The Nets got some bad news Thursday.  Rashad Vaughn, the 18-year-old UNLV shooting guard, decided against working out for the Nets. "Mocked" at around No. 20, he would have been the highest ranked prospect to show his stuff to the Nets brass.

So did Richaun Holmes, the 6'10" power forward out of Bowling Green who's a mid second round prospect. With Michael Qualls, another 6'5" shooting guard out of Arkansas out with an ACL issue, the Nets were left with only three prospects, none likely to be drafted.

With a week to go before Barclays Center is filled with screaming fans --most of whom are likely to be Knick partisans, things are still unclear, but rumors are on the rise.  Here's a few things to ponder...

--No player has been more associated with the Nets pick at No. 29 than Chris McCollough, the 20-year-old 6'10" forward out of Syracuse. More mock drafts have put his name next to "Brooklyn" than any other player, and that includes ESPN's Chad Ford and Jonathan Givony of Draft Express, the two most knowledgeable draftniks.  There are problems with McCollough, the biggest being his torn ACL.  In his latest mock draft, Ford notes that could work to the Nets advantage...if they want to take a risk.

McCullough tore his ACL and will likely miss most of the NBA season. But there is lottery talent there and given the Nets' atrocious draft pick situation in the coming years, they need to take a half-court heave here and hope, when healthy, McCullough can live up to his raw potential.

But would the Nets take a power forward who might not play much before mid-season?
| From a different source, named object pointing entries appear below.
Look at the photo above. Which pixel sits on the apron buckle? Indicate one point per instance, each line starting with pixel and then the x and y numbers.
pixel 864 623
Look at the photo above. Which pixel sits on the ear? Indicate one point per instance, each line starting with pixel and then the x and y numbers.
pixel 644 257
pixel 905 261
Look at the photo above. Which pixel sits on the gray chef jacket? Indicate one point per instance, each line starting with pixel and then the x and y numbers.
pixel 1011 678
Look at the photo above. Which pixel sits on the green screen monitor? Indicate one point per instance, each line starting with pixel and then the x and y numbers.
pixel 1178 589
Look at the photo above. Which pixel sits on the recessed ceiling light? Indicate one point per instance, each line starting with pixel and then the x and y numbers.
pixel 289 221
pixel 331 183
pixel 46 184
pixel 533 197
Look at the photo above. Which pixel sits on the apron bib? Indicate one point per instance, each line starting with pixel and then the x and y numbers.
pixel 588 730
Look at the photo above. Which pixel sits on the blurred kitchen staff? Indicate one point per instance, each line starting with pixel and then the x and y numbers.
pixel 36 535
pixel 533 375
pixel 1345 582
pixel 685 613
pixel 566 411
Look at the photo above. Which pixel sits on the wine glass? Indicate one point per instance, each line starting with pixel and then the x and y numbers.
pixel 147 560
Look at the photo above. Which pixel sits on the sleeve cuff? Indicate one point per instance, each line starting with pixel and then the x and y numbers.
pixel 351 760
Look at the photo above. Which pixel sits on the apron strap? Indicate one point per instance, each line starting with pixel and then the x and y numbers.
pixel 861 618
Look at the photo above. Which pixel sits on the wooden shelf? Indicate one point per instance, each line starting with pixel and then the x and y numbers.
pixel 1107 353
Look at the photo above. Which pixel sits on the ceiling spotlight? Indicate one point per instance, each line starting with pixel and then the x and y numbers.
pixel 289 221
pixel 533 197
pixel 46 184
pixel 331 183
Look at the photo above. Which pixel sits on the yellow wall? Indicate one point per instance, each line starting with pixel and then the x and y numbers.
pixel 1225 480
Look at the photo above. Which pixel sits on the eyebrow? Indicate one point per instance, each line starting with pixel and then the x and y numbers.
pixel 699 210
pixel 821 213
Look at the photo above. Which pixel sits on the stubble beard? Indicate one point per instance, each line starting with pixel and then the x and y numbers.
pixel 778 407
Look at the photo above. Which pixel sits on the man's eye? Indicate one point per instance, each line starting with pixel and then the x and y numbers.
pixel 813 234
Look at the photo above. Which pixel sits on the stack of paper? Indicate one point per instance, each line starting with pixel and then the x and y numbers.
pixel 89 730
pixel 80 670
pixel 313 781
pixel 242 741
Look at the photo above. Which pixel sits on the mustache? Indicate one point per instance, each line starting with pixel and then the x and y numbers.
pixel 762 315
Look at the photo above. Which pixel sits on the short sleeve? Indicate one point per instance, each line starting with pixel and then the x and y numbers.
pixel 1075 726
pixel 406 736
--One Nets insider, asked a few weeks back about the team's priorities, responded "point guard, point guard, point guard," but as the draft process moves on, a lot of the Nets targets, particularly Cameron Payne of Murray State and Jerian Grant of Notre Dame, have moved up, in Payne's case way up. Delon Wright has been consistently ranked in the lower to mid 20's. None of those three have been in.

Only more significant point guard prospect is due to work out with the Nets, according to reports. That's Joseph Young of Oregon, who's rank is all over the place, with Ford putting him in the 20's and others dropping into the 50's.

--Billy King has said he hopes to move up, but he also noted he goes into every draft thinking that way.  Stefan Bondy has reported the Nets have offered Mason Plumlee around.  How high?  One would think Plumlee and the No. 29 pick could get them close to or into the lottery.

Who might they like up there (other than Payne, who's now listed at No. 14, or Grant, now listed at No. 19? In an interview Wednesday with ESPN Upstate, an ESPN affiliate in Spartanburg, NC., former assistant GM Bobby Marks said the Nets liked Devin Booker, the 6'6" Kentucky swingman, "a lot."  Booker, the youngest player in the Draft at 18, is now pegged at No. 9 in both the ESPN and Draft Express mocks.   Hard to imagine that the Nets could get that high using Plumlee and the No. 29 pick.

There's something else as well. This is a very top-heavy draft, with many saying that after No. 15, you're not likely to get anyone who can help immediately and forget about the second round!  While Tony Parker and Toni Kukoc were taken at No. 29, so was Marquis Teague.

--Other than Kristaps Porzingis, the 7'1" Latvian center/power forward, and Mario Hezonja, the 6'8" Croatian small forward, there are no likely international picks in the first round.  One league source says he can't recall a worse year for international prospects.  What that means is that the Euro-Stash market is thin as well.  Some of those seen as most likely Euro-Stash, players like  6'7" Timothe Luwawu and 6'11" Alpha Kaba, both Frenchmen, dropped out.

With this in mind, would it be smart for the Nets --or other teams-- to buy a second rounder to stash?  It costs nothing, beyond the price of the pick, in the short run, of course. But if there are limited chances a player taken that late will make the NBA. why bother?

Who else do we think they like? Other than the point guards and Booker? We don't know, but we've heard rumblings about R.J. Hunter, of Georgia State; J.P. Tokoto of North Carolina; and Anthony Brown of Stanford. Of course all this could all be academic. The Nets could make a deal or series of deals and move up.

As for all the speculation, all the mock drafts, one insider said simply that he found them "funny."